Directed by Pasquale Festa Campanile, best known for his commedia all’italiana like Il merlo maschio, When Women Had Tails and When Women Lost Their Tails, as well as the harrowing Hitch-Hike, this is about a woman going from an affection-negative marriage to finding love — or lust — everywhere.
Luckily, she finds the perfect partner in Dr. Carlo De Marchi (Jean-Louis Trintignant), a man who can match her kink for kink, but more importantly, wants to connect with her outside of the bedroom. Other conquests include Philippe Leroy as a tennis instructor who can’t get aroused when she’s the one who comes on to him; Italian Western tough guy Luigi Pistilli; Pistilli’s The Great Silence co-star Frank Wolff playing a dentist; Renzo Montagnani, who was Maluc in Campanile’s caveman nudie cuties and the man who would marry Black Emanuelle for real, Gabriele Tinti, playing a man who thinks Mimi is a prostitute. The biggest problem is that she instantly sleeps with her husband’s business partner, Sandro (Gigi Proietti), who claims her as his property and even refers to her as a whore, as mentioned above.

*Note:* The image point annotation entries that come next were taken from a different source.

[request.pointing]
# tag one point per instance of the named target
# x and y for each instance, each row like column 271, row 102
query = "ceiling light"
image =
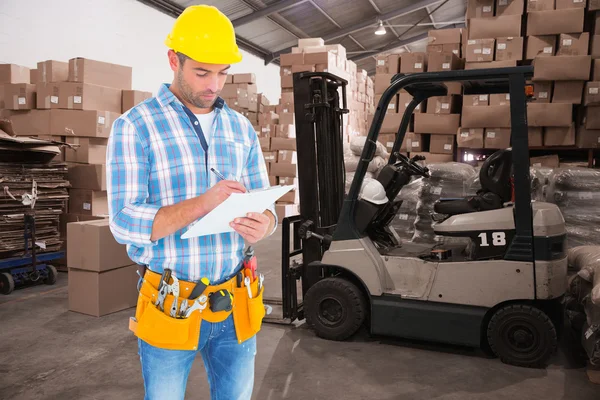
column 381, row 29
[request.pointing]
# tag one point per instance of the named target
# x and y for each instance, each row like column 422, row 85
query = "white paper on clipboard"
column 236, row 206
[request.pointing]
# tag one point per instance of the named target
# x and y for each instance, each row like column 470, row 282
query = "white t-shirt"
column 206, row 121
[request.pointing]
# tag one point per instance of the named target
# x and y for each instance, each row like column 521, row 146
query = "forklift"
column 501, row 291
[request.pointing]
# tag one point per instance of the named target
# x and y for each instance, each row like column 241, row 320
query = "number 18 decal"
column 498, row 239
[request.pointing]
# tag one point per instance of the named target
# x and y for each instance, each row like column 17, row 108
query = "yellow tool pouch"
column 159, row 329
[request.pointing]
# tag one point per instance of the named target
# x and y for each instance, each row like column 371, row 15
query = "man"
column 159, row 161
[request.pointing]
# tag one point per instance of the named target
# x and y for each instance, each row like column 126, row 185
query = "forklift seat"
column 496, row 188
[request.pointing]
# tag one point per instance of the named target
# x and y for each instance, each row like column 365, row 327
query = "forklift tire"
column 335, row 308
column 7, row 283
column 522, row 335
column 52, row 275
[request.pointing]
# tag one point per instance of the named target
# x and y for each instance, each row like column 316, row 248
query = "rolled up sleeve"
column 127, row 173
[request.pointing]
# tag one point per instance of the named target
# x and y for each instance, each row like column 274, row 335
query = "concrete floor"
column 48, row 352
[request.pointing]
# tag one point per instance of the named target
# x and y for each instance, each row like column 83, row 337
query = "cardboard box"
column 87, row 176
column 12, row 73
column 413, row 62
column 480, row 8
column 568, row 92
column 284, row 169
column 587, row 138
column 555, row 22
column 81, row 123
column 443, row 105
column 437, row 123
column 86, row 150
column 491, row 28
column 477, row 100
column 282, row 144
column 92, row 247
column 441, row 144
column 576, row 44
column 132, row 98
column 414, row 142
column 102, row 293
column 540, row 46
column 510, row 48
column 592, row 94
column 47, row 95
column 480, row 50
column 496, row 138
column 544, row 161
column 510, row 7
column 551, row 114
column 29, row 123
column 563, row 4
column 100, row 73
column 52, row 71
column 542, row 92
column 83, row 96
column 499, row 99
column 535, row 136
column 19, row 96
column 562, row 68
column 559, row 136
column 88, row 202
column 443, row 62
column 470, row 138
column 483, row 117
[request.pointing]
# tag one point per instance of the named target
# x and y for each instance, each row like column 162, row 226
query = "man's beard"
column 195, row 98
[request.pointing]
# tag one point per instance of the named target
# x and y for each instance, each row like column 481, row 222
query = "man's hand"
column 254, row 227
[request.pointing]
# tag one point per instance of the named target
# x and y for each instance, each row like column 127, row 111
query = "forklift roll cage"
column 311, row 232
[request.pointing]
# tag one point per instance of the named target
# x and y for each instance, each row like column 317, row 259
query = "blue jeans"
column 229, row 365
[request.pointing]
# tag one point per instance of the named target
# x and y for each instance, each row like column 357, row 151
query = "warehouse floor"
column 47, row 352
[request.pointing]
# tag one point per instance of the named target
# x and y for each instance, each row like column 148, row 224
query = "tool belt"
column 158, row 328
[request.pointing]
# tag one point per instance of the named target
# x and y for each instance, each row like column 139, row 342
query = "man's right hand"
column 218, row 194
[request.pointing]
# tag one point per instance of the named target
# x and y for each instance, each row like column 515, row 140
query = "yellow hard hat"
column 206, row 35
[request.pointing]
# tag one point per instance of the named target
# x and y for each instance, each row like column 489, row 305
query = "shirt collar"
column 165, row 97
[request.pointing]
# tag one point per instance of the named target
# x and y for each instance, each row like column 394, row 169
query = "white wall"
column 118, row 31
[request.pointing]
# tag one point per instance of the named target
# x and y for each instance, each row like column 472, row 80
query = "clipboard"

I love this movie because somehow, it came out in 1968 Italy and yet represented a step forward — not always, I get that there are still issues in this, but what do you expect from a male-made Italian sex comedy? — in the way Italian films, much less Italians, saw a woman owning her sexuality.

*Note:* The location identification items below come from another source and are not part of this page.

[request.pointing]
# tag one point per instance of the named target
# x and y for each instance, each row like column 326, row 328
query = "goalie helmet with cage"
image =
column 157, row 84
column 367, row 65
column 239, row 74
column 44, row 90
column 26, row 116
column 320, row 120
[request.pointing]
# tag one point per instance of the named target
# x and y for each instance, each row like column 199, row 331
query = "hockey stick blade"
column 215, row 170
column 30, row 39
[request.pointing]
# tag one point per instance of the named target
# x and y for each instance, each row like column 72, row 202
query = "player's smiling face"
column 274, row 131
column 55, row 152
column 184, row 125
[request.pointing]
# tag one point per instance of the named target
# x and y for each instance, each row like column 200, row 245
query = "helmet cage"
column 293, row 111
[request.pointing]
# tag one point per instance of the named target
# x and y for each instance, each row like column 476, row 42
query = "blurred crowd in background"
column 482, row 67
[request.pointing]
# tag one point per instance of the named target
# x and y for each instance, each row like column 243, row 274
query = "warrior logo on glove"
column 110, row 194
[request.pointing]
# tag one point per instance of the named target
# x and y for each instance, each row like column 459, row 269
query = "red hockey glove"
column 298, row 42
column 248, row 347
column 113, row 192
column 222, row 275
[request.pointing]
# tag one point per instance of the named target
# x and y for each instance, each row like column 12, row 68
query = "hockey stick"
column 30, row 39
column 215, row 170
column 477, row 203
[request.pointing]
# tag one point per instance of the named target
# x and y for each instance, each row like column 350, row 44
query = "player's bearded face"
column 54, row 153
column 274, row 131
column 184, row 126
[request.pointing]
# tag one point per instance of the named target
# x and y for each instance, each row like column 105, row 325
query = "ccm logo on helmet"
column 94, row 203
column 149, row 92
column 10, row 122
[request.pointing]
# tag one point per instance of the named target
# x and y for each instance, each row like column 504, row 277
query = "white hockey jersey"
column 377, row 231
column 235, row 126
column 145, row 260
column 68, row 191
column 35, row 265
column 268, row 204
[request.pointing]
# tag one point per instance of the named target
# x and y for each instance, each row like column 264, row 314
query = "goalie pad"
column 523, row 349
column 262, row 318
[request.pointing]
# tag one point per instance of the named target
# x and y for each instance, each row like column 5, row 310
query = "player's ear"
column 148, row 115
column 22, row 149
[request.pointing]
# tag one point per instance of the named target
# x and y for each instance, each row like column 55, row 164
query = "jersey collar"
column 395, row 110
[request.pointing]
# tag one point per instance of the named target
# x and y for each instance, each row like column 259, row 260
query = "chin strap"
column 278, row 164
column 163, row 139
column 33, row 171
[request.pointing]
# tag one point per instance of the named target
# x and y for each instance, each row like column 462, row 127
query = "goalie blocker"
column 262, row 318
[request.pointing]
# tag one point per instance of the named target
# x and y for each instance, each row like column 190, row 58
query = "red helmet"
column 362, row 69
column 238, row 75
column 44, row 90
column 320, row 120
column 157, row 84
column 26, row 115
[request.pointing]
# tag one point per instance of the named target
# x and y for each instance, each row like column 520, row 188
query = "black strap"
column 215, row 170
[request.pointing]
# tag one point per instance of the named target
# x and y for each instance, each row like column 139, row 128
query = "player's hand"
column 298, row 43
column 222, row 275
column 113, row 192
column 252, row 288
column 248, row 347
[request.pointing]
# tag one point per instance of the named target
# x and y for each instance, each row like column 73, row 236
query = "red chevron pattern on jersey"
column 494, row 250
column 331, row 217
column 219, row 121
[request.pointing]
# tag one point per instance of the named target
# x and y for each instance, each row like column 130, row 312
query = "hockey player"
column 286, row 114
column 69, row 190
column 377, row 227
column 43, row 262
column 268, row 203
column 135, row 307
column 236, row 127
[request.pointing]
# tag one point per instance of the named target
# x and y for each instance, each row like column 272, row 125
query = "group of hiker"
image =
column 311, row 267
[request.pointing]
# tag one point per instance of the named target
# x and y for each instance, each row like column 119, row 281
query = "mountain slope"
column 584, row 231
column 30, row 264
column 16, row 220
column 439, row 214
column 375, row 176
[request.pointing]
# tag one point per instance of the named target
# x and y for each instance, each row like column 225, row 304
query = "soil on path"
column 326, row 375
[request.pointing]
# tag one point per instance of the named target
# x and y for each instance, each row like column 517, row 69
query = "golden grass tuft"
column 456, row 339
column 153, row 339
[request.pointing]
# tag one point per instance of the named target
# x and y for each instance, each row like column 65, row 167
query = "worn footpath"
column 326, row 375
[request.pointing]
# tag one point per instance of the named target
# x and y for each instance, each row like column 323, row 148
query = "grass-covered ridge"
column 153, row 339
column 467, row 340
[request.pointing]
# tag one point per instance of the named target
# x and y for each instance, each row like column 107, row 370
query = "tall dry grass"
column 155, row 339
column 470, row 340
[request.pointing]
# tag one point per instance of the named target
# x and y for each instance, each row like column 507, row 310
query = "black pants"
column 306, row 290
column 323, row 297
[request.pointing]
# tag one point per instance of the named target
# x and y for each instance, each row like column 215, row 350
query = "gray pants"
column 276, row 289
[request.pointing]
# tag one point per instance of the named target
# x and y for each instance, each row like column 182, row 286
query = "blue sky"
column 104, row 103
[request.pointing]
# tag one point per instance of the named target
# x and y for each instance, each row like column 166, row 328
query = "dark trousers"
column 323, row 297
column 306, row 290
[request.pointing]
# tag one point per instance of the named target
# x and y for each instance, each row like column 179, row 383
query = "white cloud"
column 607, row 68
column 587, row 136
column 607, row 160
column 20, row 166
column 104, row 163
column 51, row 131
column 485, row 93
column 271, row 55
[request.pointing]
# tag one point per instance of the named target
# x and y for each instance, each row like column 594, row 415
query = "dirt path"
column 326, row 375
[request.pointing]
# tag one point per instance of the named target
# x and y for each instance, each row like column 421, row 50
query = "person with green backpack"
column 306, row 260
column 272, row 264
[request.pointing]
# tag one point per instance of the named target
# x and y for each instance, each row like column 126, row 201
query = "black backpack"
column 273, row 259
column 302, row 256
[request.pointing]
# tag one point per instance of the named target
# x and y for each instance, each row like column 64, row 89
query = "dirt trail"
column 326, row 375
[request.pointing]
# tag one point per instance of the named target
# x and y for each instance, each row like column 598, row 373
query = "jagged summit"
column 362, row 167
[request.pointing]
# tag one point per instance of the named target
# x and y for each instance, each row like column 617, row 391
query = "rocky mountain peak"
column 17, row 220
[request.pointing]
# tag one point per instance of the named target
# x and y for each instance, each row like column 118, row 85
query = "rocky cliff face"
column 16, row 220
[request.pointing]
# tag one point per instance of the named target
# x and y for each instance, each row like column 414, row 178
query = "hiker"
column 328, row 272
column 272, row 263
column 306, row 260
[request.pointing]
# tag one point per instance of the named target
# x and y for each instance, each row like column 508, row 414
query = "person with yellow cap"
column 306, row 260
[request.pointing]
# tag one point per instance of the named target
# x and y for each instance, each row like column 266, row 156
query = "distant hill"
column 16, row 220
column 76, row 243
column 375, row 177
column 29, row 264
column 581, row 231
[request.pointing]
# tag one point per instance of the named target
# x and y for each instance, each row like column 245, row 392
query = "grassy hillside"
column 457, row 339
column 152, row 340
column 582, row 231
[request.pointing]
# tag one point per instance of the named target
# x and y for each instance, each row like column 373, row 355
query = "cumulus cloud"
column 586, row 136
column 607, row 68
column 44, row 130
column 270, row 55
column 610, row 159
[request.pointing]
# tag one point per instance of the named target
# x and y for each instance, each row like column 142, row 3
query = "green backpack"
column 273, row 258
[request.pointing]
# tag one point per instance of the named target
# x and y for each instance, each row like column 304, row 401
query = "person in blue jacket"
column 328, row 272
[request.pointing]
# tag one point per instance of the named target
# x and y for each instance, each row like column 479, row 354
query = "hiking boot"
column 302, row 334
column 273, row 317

On Movie-Censorship.com, I found a line about this movie that I love: “Without drifting into the vulgar, she experiences various sexual styles until she discovers her favorite fetish in piggyback.” That’s why in Germany, this was called Huckepack (other amazing titles include The Aristotle Perversion; Sekso Manyak or Kadının İntikamı or Garip Duygular (Good Sex or The Woman’s Revenge or Strange Feelings in Turkish); Änka i trosor (Widow In Panties in Swedish); Una viuda desenfrenada (An Unbridled Widow in Russian, which is a nice play on the position and conceit of this film) or the best of all these titles, The Era of Female Dominence.
In its native Italy, this flick is La Matriarca. Think about that word. The Matriarch. It drips with the heavy, incense-laden weight of the Italian family unit. It suggests a woman taking the throne, perhaps with a rolling pin in one hand and a rosary in the other. But then, it hits the States. Audubon Films, owned by Radley Metzger, knew they had a movie with Spaak nude, a blonde Italian sex goddess with eyes that could melt a Cinecittà camera lens, so instead of making a statement, they went with The Libertine.
To the Italian audience, she’s a woman reclaiming her power within the structure of her life; to the US grindhouse and art-house crowd, she’s just another bad girl on a sexual odyssey. Italy gives us the status, and America gives us the sin. Actually, Italy gives us a lot of sin, but I digress.
Audubon Films also gave us way more nudity, mostly more of Fabienne Dali from Kill, Baby… Kill!

I don’t like that Dr. Carlo becomes such a jerk at the end of the movie, because I would much rather he came to Mimi on her terms and wasn’t so rude. There was no need to destroy the secret sex apartment, which is incredible and could only exist in Italian movies. That pad is a masterpiece of 60s Italian production design, a space where the rules of the outside world don’t apply.